Collective Behavior & Social Movements  
This course explores the origins, dynamics, and consequences of social movements. We examine a wide range of topics including: the emergence of movements, recruitment, interactions between social movements and the general public or political officials, tactics, and the factors contributing to the success and failure of movements.

Graduate Statistics  
This course provides students with advanced analytical skills necessary for understanding, interpreting and drawing conclusions from statistical analysis of data. We briefly review univariate and bivariate statistics before covering multivariate methods, including ANOVA (RMANOVA, MANCOVA); OLS regression, logistic regression (binary, ordered, multinomial), and count models (Poisson and negative binomial). Advanced methods such as event history/survival analysis, time series analysis, multilevel modeling, and structural equation models are introduced.

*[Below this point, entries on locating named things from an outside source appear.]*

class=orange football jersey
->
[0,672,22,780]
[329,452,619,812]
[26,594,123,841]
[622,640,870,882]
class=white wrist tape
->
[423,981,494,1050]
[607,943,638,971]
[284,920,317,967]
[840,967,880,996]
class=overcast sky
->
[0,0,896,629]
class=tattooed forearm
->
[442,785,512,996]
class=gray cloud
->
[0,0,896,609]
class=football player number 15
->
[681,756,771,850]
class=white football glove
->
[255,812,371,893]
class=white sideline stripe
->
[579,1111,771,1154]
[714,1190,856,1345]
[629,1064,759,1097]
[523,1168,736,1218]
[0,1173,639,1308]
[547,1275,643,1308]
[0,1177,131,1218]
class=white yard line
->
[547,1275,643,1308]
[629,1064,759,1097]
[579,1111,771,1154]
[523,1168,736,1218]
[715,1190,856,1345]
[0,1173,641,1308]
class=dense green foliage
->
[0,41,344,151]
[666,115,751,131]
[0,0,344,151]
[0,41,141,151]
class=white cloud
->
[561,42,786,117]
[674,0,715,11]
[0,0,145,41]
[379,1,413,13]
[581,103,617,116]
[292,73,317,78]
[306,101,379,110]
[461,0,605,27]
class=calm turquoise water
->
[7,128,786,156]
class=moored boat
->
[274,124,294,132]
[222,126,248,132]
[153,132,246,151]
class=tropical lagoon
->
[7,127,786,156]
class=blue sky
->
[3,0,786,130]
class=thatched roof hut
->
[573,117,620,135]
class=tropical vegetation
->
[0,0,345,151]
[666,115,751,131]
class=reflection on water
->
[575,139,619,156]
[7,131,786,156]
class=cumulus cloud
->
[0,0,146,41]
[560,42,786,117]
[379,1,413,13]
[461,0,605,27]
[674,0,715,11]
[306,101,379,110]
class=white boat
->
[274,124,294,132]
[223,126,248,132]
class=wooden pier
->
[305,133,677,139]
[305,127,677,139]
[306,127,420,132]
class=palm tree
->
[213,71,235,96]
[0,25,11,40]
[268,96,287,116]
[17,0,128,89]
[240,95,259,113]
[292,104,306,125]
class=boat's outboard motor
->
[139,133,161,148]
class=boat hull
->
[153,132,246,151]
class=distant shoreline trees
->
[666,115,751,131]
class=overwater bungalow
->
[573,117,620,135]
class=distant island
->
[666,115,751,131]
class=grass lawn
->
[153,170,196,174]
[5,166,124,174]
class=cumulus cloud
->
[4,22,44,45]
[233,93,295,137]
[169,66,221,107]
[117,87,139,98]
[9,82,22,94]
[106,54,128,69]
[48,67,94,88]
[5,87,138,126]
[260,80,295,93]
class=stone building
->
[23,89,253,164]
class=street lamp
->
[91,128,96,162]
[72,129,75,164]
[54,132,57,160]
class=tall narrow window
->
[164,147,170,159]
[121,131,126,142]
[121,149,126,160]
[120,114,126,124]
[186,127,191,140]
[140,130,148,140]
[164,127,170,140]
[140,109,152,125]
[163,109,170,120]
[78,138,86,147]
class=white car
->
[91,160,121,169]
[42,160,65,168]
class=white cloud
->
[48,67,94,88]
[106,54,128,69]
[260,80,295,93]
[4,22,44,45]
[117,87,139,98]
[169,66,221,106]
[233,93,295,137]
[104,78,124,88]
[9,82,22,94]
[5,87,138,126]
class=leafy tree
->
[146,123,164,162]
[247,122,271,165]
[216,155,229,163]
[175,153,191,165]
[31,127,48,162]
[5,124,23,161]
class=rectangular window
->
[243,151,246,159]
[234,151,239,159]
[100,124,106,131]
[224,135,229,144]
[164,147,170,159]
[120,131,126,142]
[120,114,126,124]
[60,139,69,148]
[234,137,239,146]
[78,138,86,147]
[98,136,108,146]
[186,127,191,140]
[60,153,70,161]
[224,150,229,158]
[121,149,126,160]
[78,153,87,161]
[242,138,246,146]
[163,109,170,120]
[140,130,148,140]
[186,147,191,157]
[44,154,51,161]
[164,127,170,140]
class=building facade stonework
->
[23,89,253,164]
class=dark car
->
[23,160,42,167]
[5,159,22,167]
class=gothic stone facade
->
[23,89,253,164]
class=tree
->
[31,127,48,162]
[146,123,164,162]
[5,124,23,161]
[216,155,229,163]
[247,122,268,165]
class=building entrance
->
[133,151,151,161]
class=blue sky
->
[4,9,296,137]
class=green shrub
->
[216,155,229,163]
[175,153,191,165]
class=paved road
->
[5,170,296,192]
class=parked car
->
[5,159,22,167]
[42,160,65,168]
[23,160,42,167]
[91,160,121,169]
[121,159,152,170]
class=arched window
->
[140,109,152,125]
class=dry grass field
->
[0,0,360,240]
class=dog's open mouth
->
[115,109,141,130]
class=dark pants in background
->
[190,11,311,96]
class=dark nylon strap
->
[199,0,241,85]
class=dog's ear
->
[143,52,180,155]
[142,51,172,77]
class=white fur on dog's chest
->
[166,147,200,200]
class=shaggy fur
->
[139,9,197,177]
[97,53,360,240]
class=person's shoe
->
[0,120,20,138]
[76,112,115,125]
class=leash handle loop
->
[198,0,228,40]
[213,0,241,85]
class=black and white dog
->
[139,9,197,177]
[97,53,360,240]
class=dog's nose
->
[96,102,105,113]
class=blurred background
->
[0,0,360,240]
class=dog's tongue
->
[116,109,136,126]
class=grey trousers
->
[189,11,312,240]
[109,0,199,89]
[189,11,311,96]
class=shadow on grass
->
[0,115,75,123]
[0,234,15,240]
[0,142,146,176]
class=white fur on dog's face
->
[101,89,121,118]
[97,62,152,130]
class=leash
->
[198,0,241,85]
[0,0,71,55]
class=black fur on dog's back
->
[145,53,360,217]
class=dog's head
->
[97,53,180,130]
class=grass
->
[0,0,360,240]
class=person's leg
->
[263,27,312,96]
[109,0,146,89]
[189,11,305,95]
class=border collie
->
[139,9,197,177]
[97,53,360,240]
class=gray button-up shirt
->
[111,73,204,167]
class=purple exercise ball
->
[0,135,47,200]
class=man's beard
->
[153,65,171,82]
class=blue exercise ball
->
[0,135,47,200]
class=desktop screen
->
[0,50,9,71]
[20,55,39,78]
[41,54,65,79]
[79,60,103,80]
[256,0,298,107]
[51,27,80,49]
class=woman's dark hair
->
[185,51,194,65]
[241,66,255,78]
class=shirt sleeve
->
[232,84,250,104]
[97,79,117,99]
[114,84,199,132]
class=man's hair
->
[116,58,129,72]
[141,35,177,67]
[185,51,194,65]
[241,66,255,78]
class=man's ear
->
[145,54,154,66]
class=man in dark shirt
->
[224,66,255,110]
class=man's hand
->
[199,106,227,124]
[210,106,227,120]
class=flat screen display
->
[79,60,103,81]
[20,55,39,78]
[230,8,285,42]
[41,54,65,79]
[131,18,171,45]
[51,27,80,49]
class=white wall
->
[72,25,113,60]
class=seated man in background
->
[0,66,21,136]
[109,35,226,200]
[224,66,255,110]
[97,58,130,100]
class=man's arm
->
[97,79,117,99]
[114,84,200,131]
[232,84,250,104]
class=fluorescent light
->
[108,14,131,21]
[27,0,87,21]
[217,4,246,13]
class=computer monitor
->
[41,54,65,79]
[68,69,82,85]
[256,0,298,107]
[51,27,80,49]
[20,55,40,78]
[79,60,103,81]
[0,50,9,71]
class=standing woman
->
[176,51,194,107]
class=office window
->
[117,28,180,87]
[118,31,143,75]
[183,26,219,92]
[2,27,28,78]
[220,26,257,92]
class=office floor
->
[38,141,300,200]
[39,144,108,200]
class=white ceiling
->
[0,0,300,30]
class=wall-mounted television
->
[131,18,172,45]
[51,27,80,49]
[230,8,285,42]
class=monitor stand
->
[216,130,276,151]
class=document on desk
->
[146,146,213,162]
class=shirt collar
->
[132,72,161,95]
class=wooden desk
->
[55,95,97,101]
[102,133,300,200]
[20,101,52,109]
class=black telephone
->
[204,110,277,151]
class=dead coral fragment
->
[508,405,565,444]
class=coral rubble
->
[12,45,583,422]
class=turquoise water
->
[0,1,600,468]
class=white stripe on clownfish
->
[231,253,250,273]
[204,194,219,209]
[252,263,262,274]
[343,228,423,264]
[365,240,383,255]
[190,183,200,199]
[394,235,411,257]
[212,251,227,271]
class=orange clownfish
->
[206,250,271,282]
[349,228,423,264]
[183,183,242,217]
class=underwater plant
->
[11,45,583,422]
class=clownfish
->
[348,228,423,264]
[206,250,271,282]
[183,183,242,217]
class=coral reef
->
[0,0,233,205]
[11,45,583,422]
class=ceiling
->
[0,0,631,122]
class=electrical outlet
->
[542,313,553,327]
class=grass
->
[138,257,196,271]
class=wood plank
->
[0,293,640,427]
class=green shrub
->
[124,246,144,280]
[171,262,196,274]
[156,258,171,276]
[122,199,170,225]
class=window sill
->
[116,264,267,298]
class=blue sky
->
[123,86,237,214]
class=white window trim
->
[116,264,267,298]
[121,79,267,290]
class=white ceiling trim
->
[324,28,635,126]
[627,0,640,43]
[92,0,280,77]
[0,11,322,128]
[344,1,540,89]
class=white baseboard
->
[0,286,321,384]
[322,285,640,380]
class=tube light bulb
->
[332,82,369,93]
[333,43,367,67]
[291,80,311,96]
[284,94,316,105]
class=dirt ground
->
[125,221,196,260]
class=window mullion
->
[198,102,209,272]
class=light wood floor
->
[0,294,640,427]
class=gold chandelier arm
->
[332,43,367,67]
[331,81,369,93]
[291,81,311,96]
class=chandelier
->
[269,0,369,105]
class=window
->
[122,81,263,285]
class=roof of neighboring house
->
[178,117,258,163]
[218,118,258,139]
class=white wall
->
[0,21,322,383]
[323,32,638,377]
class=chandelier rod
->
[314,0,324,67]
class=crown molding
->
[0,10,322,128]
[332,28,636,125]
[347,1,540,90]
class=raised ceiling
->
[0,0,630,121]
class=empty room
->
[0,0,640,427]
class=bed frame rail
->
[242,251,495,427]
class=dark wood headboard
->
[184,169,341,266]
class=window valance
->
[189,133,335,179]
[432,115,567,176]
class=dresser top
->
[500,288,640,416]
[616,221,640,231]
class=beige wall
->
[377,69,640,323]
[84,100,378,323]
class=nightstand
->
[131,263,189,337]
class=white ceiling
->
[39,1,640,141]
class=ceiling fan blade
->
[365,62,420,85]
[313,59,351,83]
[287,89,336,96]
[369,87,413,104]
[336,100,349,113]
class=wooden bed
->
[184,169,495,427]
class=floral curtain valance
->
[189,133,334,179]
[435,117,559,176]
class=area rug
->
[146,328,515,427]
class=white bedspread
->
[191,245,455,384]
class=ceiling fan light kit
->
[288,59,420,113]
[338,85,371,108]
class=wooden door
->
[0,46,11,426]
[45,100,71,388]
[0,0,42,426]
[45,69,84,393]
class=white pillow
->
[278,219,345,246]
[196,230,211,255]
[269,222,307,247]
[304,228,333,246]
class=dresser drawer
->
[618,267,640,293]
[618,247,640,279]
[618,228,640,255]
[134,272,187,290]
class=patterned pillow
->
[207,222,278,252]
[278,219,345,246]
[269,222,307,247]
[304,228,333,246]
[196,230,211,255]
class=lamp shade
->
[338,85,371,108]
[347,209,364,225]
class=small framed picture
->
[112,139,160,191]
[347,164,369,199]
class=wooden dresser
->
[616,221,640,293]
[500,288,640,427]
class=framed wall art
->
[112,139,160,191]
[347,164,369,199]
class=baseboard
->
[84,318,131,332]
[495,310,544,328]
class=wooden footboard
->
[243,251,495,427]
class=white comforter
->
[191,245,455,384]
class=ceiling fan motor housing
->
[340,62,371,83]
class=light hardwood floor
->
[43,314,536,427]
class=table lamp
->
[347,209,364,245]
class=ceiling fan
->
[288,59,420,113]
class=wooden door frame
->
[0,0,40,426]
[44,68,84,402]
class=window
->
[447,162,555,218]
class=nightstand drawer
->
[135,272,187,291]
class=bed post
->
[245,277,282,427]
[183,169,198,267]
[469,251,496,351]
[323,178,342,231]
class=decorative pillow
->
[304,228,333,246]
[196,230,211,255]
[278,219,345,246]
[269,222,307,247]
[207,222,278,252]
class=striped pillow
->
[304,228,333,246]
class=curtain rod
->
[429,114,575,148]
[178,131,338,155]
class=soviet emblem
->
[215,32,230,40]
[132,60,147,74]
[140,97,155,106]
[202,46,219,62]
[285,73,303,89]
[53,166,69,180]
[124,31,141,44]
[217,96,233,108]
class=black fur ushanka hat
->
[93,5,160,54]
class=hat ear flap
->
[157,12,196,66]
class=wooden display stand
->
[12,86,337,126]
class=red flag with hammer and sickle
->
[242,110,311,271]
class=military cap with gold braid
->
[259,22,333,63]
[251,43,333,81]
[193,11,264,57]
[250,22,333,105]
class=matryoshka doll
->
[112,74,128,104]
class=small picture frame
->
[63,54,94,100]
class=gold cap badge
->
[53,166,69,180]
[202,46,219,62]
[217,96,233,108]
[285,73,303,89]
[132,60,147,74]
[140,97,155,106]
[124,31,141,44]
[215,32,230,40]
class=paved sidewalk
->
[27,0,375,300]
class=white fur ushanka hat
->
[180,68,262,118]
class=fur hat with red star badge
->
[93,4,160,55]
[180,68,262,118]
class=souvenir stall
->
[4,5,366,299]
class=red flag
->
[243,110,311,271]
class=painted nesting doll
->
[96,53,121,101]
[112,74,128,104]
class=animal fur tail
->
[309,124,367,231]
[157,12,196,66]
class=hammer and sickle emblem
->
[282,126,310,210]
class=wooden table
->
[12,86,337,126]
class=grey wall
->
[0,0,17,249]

Statistics for the Social Sciences  
This course provides students with the skills necessary for understanding, interpreting and drawing conclusions from statistical analysis of data. We cover univariate and bivariate statistics, including probability and the normal curve; measures of central tendency, variation/dispersion, and confidence intervals; comparing means and proportions for two groups (t-tests); comparing means for more than two groups (ANOVA); correlation, and regression.

Social Research Methods  
An introduction to methods of sociological research. This course is designed to help students critically evaluate research and conduct research of their own. Topics covered include the ethics of research, the relationship between theory and research, variables and measurement, causality, types of research (qualitative fieldwork and interviews, content analysis, and quantitative analysis), and the writing of research.